Benjamin Banneker Fact Sheet
One of the most famous eighteenth-century Americans was of African and European descent. Benjamin Banneker was an acclaimed astronomer, mathematician, inventor, scientist, writer, and surveyor. Listed below is some information about his life.Benjamin Banneker:
- was born November 9, 1731 in Ellicott's Mills, Maryland.
- had a grandmother named Molly Welsh, who was an English indentured servant.
- had a grandfather who was originally a slave of Molly Welsh, but whom she freed and then married.
- had a mother named Mary &— one of four children.
- had a father who was an African native.
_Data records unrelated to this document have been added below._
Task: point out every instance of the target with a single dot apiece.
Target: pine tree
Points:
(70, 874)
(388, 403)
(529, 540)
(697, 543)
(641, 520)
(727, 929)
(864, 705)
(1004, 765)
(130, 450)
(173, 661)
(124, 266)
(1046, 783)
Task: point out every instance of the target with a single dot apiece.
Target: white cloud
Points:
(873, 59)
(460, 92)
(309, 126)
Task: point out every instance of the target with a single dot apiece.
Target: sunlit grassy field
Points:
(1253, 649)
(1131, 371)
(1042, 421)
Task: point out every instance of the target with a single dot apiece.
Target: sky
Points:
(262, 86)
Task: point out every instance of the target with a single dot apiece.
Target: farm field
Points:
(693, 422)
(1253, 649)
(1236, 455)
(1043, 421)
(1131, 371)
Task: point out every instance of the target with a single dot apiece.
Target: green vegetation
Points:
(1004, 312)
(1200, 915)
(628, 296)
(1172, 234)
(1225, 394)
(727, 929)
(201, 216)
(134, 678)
- wrote a dissertation on bees.
- designed and constructed what was probably the first wooden clock made in America.
- attended a Quaker school in Maryland with European American and African American children.
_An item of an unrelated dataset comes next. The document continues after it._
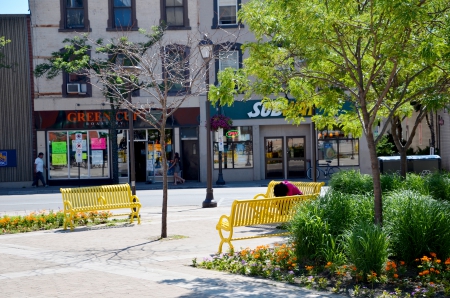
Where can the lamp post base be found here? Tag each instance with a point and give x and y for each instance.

- farmed land ten miles outside Baltimore.
- washed his own clothes, cooked his own meals, and cultivated gardens around his cabin.
- was a "confirmed bachelor" who studied all night, slept all morning, and worked all afternoon.
- wrapped himself in a great cloak at night, lay under a pear tree, and meditated on the revolutions of the heavenly bodies.
- always had standing, in the middle of his cabin, a large table covered with books and papers.
- played the violin.
- was constantly in correspondence with other mathematicians in the United States, exchanging questions and seeking solutions.
- from 1792 to 1802, wrote a series of annual almanacs that were widely read.
- was named to the commission that surveyed the land upon which Washington, D.C., was built.
- proposed that the cabinet have a Secretary of Peace as well as a Secretary of War.
- worked for free public education and an end to capital punishment.
- died on October 9, 1806, in Ellicott's Mills, Maryland.